For my Thanksgiving week column, I decided to go back and write about Memoria.
I don’t feel like I’ve done the game justice here. I really liked it and I really would like others to share in my joy. Daedalic Entertainment’s output and I have not really gotten along. For all the praise they seem to get all I see are mediocre to downright awful point and click adventure games. Given the size of their output I can only assume they have multiple teams and that Memoria was made by a different team than Deponia, A New Beginning and The Night of the Rabbit.
Memoria still has its quirks, but for once it seems like they’ve marshaled their storytelling chops instead of their ‘look I’m smarter than you’ puzzle making skills. This is the first game of theirs I’ve played that I can say I not only enjoyed, but enthusiastically like. It’s a wonderful fantasy world and story about stories.
I was looking up details on the game when I came across the fact that ‘memoria’ is a real word.
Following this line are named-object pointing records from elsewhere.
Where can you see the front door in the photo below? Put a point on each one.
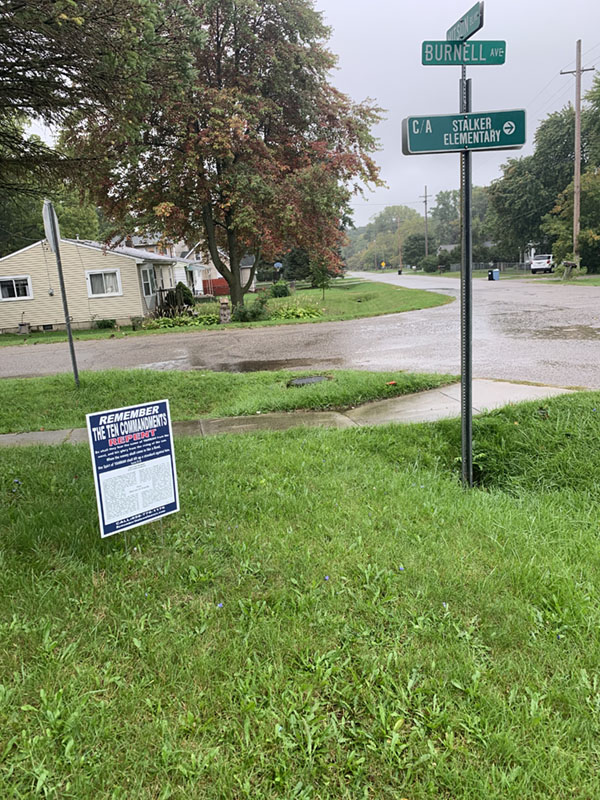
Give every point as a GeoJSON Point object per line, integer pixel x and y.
{"type": "Point", "coordinates": [149, 287]}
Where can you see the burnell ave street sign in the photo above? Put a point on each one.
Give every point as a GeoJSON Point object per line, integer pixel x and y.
{"type": "Point", "coordinates": [455, 133]}
{"type": "Point", "coordinates": [475, 53]}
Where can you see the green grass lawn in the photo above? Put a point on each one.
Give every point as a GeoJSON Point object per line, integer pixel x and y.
{"type": "Point", "coordinates": [54, 402]}
{"type": "Point", "coordinates": [344, 300]}
{"type": "Point", "coordinates": [330, 615]}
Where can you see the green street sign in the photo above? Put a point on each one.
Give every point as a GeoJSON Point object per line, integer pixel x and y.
{"type": "Point", "coordinates": [475, 53]}
{"type": "Point", "coordinates": [455, 133]}
{"type": "Point", "coordinates": [467, 25]}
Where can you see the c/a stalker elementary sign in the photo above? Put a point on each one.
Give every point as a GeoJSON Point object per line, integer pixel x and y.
{"type": "Point", "coordinates": [455, 133]}
{"type": "Point", "coordinates": [134, 465]}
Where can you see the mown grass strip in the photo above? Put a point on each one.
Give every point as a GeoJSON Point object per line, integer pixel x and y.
{"type": "Point", "coordinates": [330, 615]}
{"type": "Point", "coordinates": [54, 402]}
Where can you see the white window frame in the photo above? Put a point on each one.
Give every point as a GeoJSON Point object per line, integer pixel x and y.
{"type": "Point", "coordinates": [17, 278]}
{"type": "Point", "coordinates": [151, 280]}
{"type": "Point", "coordinates": [112, 270]}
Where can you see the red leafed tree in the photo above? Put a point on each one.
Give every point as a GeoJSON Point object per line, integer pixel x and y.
{"type": "Point", "coordinates": [256, 154]}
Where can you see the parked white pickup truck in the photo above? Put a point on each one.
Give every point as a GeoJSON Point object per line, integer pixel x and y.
{"type": "Point", "coordinates": [542, 263]}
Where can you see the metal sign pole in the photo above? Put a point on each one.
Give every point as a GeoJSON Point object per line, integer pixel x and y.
{"type": "Point", "coordinates": [466, 299]}
{"type": "Point", "coordinates": [55, 243]}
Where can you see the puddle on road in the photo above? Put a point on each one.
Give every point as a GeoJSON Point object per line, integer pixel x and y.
{"type": "Point", "coordinates": [578, 332]}
{"type": "Point", "coordinates": [267, 366]}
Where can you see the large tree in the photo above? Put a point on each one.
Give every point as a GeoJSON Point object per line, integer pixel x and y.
{"type": "Point", "coordinates": [57, 56]}
{"type": "Point", "coordinates": [259, 153]}
{"type": "Point", "coordinates": [530, 186]}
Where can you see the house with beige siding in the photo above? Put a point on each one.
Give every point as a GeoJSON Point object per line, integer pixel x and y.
{"type": "Point", "coordinates": [101, 283]}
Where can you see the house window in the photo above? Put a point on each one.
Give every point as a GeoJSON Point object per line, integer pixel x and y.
{"type": "Point", "coordinates": [103, 283]}
{"type": "Point", "coordinates": [148, 281]}
{"type": "Point", "coordinates": [16, 287]}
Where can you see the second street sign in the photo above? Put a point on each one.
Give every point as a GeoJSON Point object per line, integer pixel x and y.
{"type": "Point", "coordinates": [474, 53]}
{"type": "Point", "coordinates": [455, 133]}
{"type": "Point", "coordinates": [467, 25]}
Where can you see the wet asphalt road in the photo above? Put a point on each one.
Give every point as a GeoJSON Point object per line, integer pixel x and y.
{"type": "Point", "coordinates": [522, 331]}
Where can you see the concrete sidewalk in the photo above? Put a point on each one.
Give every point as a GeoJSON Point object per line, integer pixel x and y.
{"type": "Point", "coordinates": [422, 407]}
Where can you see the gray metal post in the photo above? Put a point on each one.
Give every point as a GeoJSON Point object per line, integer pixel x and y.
{"type": "Point", "coordinates": [63, 294]}
{"type": "Point", "coordinates": [466, 299]}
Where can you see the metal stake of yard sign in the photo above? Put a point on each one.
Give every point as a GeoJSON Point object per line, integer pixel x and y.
{"type": "Point", "coordinates": [52, 234]}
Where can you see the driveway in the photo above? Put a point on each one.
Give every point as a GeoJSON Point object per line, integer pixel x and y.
{"type": "Point", "coordinates": [522, 331]}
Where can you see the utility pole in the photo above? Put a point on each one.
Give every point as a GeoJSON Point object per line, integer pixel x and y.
{"type": "Point", "coordinates": [577, 179]}
{"type": "Point", "coordinates": [399, 242]}
{"type": "Point", "coordinates": [426, 237]}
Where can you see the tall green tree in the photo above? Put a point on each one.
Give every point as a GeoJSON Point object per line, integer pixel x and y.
{"type": "Point", "coordinates": [58, 56]}
{"type": "Point", "coordinates": [445, 216]}
{"type": "Point", "coordinates": [530, 186]}
{"type": "Point", "coordinates": [559, 223]}
{"type": "Point", "coordinates": [382, 239]}
{"type": "Point", "coordinates": [260, 153]}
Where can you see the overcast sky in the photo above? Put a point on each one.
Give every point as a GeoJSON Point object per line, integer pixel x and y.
{"type": "Point", "coordinates": [378, 44]}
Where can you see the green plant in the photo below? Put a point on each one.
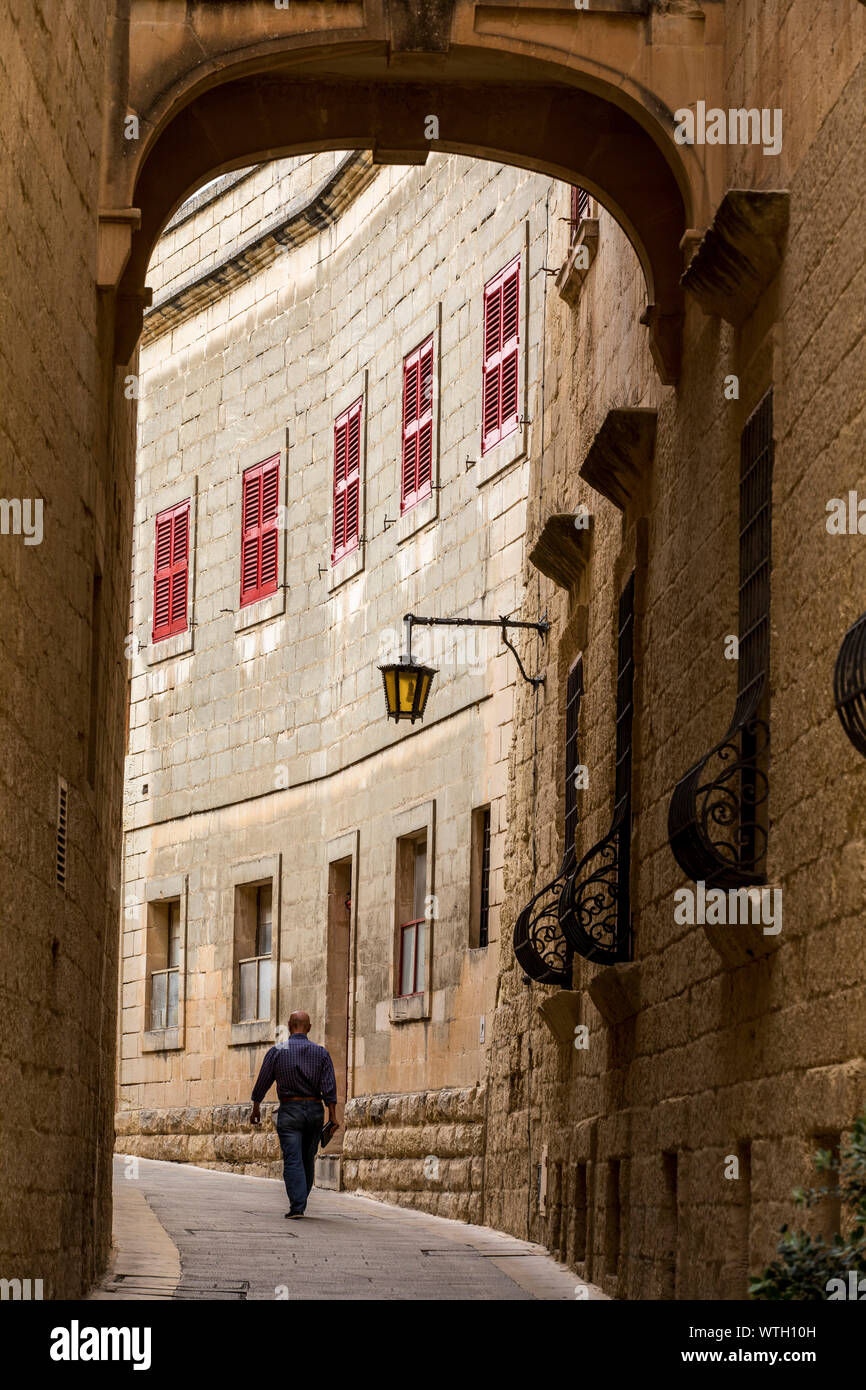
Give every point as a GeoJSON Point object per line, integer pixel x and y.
{"type": "Point", "coordinates": [806, 1264]}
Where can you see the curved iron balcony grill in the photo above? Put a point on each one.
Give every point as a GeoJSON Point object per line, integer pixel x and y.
{"type": "Point", "coordinates": [717, 813]}
{"type": "Point", "coordinates": [713, 823]}
{"type": "Point", "coordinates": [850, 684]}
{"type": "Point", "coordinates": [540, 943]}
{"type": "Point", "coordinates": [594, 906]}
{"type": "Point", "coordinates": [595, 901]}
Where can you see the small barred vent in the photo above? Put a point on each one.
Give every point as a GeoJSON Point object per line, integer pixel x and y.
{"type": "Point", "coordinates": [63, 805]}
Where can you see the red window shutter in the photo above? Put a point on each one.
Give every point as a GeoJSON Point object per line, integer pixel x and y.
{"type": "Point", "coordinates": [416, 476]}
{"type": "Point", "coordinates": [501, 356]}
{"type": "Point", "coordinates": [171, 571]}
{"type": "Point", "coordinates": [346, 481]}
{"type": "Point", "coordinates": [260, 516]}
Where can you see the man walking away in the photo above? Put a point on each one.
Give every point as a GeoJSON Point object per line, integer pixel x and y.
{"type": "Point", "coordinates": [305, 1077]}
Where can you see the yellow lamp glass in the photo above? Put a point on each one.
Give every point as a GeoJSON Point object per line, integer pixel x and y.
{"type": "Point", "coordinates": [406, 690]}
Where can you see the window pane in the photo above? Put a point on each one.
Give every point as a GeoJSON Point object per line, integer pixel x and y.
{"type": "Point", "coordinates": [157, 1001]}
{"type": "Point", "coordinates": [264, 990]}
{"type": "Point", "coordinates": [248, 990]}
{"type": "Point", "coordinates": [263, 920]}
{"type": "Point", "coordinates": [420, 954]}
{"type": "Point", "coordinates": [420, 880]}
{"type": "Point", "coordinates": [174, 934]}
{"type": "Point", "coordinates": [407, 959]}
{"type": "Point", "coordinates": [171, 1009]}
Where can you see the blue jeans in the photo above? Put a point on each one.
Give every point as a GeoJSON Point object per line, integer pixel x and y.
{"type": "Point", "coordinates": [299, 1129]}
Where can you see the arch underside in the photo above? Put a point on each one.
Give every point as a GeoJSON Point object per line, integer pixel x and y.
{"type": "Point", "coordinates": [552, 128]}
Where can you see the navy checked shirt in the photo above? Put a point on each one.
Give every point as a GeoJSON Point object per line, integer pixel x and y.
{"type": "Point", "coordinates": [299, 1068]}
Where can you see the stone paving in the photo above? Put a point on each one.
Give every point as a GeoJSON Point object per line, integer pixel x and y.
{"type": "Point", "coordinates": [185, 1232]}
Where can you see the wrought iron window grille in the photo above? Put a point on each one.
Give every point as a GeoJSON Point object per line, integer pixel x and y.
{"type": "Point", "coordinates": [540, 943]}
{"type": "Point", "coordinates": [850, 684]}
{"type": "Point", "coordinates": [595, 898]}
{"type": "Point", "coordinates": [717, 812]}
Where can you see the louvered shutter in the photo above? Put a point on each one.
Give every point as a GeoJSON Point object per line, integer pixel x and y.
{"type": "Point", "coordinates": [260, 513]}
{"type": "Point", "coordinates": [171, 571]}
{"type": "Point", "coordinates": [346, 481]}
{"type": "Point", "coordinates": [417, 426]}
{"type": "Point", "coordinates": [499, 407]}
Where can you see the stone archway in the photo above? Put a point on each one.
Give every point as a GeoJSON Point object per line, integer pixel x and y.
{"type": "Point", "coordinates": [585, 96]}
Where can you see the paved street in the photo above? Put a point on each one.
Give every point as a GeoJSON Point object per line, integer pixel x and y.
{"type": "Point", "coordinates": [185, 1232]}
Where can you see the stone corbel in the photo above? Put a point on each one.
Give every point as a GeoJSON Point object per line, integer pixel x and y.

In finding what it meant I was impressed with how much it had to do with the core of the story and the game. We live and experience stories and speeches differently in the modern era than to how they were once told. The audience used to be an active participant in the process and wouldn’t just let the speaker get away with something they didn’t like. Nowadays you get tased for doing that. The more I thought on it the more I realize how much of the game is listening and then challenging the stories we hear.
Memoria is a game about stories and storytelling, but not just about their power or magic. It is about their culture of existence. Just wished I felt a better job explaining myself.